Dal 1976 la Lake Superior state university, una piccola università del Michigan, stila una lista annuale delle “parole da mettere al bando perché usate male, troppo usate o inutili”. Sul sito dell’Independent, il giornalista e commentatore politico John Rentoul aggiorna regolarmente la sua Banned list, la lista degli stereotipi linguistici e dei neologismi che non sopporta.
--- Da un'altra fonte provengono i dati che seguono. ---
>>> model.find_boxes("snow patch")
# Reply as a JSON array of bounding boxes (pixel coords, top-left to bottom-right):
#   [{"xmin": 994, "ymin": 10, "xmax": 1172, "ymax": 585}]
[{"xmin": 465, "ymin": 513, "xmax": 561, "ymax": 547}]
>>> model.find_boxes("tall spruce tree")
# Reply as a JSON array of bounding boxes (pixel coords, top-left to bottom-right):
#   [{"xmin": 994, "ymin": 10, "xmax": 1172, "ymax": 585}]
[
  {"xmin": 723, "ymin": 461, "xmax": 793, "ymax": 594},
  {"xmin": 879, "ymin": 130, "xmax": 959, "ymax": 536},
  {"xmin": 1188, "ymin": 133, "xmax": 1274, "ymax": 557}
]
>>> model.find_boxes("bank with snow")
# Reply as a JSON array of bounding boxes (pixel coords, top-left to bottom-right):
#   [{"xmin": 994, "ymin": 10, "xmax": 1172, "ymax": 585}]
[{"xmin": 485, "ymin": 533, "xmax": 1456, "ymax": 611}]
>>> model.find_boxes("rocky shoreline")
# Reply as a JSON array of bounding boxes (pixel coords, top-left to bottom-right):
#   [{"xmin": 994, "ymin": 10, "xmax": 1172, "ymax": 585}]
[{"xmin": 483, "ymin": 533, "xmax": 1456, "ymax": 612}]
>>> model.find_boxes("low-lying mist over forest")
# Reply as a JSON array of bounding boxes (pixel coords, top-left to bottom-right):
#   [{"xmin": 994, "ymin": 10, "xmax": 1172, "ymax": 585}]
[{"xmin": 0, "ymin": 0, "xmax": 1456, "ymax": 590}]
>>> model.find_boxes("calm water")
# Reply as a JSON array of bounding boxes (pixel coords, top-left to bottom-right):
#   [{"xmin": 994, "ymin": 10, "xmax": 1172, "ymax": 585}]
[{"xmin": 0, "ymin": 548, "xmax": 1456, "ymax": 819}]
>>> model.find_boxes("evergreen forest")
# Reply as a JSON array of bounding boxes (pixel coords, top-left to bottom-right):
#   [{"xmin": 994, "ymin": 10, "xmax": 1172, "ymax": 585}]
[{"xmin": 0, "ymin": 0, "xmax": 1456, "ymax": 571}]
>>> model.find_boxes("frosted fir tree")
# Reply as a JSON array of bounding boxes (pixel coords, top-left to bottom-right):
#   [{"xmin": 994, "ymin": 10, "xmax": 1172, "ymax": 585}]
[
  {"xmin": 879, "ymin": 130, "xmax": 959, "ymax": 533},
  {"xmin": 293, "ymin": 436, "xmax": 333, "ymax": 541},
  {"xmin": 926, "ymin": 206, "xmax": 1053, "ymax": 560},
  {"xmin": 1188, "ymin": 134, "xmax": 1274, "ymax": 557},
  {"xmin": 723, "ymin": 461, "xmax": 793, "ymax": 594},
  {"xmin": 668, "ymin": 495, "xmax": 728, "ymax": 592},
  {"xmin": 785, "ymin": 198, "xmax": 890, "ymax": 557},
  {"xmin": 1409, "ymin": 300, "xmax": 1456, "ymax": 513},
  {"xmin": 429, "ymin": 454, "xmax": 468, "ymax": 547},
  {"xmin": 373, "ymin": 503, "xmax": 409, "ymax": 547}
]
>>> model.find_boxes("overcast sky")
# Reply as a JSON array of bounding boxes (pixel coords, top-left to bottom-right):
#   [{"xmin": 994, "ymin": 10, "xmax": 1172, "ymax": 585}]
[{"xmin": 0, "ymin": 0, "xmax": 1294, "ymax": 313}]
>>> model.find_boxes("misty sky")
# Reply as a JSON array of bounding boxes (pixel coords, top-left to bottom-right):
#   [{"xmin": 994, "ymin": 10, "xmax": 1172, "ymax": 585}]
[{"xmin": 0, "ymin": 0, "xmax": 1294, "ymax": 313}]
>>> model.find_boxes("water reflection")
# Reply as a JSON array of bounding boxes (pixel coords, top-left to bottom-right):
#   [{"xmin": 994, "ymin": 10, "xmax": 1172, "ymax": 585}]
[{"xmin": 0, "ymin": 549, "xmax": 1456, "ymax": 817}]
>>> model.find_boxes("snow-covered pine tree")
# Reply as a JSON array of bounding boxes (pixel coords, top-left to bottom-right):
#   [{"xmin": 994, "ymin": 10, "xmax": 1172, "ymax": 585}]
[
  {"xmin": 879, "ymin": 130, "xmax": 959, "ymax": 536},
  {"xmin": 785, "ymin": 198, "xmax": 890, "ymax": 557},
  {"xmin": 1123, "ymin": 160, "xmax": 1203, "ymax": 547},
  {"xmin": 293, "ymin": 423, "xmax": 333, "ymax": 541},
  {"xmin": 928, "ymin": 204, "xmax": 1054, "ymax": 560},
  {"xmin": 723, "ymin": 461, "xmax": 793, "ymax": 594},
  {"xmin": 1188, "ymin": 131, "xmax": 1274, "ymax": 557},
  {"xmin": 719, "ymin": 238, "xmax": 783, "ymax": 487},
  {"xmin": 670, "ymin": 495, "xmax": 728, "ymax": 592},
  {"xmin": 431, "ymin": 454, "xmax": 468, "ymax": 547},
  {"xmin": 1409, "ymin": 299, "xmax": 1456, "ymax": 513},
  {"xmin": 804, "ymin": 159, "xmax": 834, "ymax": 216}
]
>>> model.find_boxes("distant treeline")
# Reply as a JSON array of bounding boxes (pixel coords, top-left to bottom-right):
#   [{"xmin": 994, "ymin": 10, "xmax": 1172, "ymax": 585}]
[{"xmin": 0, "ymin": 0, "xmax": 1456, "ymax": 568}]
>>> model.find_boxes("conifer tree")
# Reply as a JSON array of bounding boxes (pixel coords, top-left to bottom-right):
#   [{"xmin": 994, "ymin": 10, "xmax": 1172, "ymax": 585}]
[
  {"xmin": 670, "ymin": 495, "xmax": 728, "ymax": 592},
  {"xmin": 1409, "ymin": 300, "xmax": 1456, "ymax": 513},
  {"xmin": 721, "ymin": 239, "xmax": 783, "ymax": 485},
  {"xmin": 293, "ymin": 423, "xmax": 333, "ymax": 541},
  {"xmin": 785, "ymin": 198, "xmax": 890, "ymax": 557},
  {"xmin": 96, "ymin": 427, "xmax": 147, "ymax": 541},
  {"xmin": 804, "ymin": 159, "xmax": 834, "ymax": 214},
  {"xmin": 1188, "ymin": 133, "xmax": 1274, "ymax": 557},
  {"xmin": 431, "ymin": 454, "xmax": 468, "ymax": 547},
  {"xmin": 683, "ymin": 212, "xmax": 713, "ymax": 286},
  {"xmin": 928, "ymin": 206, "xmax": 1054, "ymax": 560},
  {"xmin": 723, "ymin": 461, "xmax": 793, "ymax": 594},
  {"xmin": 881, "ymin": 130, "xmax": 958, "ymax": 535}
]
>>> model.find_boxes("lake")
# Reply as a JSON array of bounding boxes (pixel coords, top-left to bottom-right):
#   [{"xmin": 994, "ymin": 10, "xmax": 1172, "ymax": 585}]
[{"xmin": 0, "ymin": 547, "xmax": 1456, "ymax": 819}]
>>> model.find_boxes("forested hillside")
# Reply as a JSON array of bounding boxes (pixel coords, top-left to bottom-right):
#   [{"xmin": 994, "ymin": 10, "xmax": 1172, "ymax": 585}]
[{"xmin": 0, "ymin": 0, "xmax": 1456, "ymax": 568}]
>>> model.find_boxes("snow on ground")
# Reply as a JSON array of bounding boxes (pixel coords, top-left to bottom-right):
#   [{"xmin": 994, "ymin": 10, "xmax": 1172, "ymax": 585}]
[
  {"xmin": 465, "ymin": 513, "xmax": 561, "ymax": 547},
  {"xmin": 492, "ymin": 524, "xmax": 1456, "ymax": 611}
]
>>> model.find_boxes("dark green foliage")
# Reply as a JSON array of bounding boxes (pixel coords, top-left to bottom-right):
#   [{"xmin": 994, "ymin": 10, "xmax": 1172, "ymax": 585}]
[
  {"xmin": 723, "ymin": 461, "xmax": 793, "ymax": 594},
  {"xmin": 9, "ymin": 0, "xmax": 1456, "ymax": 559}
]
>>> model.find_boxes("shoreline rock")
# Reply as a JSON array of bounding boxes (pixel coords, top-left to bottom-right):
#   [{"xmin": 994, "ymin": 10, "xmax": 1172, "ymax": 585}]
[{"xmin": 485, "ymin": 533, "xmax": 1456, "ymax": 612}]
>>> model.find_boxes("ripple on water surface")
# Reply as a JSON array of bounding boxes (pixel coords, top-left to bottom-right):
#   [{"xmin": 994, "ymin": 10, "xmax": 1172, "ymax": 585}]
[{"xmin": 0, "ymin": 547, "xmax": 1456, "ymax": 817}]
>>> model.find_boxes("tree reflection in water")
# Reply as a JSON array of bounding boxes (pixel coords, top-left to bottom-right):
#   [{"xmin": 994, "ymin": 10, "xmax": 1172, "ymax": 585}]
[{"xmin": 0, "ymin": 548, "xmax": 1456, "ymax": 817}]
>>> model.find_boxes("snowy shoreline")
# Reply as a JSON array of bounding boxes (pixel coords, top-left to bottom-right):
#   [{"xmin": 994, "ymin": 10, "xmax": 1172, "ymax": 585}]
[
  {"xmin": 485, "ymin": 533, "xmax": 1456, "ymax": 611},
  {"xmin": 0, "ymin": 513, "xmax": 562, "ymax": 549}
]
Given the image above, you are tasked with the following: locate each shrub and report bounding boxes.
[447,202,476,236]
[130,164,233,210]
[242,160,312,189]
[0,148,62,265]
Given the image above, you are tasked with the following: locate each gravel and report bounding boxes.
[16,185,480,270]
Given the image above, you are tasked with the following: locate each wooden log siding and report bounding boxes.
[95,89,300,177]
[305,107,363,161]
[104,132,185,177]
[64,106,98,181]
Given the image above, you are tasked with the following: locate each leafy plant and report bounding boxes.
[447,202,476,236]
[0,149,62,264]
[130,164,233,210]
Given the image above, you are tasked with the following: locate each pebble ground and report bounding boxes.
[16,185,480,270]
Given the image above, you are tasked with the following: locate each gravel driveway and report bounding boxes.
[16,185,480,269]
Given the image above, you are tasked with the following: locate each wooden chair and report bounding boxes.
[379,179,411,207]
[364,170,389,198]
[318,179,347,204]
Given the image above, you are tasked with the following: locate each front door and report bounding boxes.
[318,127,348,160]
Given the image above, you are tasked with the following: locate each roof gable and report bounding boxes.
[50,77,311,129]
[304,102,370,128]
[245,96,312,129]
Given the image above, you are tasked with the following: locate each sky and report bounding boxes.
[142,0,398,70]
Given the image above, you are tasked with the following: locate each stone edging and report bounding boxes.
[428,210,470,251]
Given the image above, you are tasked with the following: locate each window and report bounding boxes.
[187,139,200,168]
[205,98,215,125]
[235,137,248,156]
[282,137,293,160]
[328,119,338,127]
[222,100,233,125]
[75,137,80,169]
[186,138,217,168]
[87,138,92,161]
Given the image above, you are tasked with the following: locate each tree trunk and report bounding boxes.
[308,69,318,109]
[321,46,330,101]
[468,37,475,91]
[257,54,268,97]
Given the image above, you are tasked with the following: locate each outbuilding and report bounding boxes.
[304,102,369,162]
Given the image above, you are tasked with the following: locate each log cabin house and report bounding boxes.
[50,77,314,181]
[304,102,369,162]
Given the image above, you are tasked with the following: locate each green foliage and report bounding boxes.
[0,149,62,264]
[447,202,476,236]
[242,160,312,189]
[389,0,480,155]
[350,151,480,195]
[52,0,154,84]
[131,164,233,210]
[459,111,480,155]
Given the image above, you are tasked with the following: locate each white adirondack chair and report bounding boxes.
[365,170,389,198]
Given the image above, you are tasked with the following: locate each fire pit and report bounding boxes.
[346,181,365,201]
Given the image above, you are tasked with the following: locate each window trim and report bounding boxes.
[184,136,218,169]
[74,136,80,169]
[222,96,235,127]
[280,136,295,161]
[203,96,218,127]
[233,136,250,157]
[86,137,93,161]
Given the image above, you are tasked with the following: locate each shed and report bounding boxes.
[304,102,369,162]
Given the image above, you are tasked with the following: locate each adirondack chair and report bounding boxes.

La settimana scorsa Ben ­Greenman, il responsabile dell’agenda culturale del New Yorker, ha chiesto ai lettori del settimanale di segnalare via Twitter una parola che vorrebbero eliminare dalla lingua inglese “per i motivi più vari: uso eccessivo, confusione etimologica, bruttezza”.

In poche ore ha ricevuto migliaia di proposte: “Se eliminassimo tutte le parole indicate dai nostri lettori, non ci sarebbero più parole”, ha osservato. “Quando la febbre del divieto attecchisce, può essere difficile contrastarla”, ha commentato lo scrittore ed editor irlandese Stan Carey sul suo blog. E il rischio è che degeneri in compiaciuta pedanteria. Lo sa bene l’Economist, che nella sua guida di stile distingue tra “luoghi comuni”, “parole orrende” e “parole del gergo giornalistico”. Ma prima di tutto invita a diffidare dei divieti.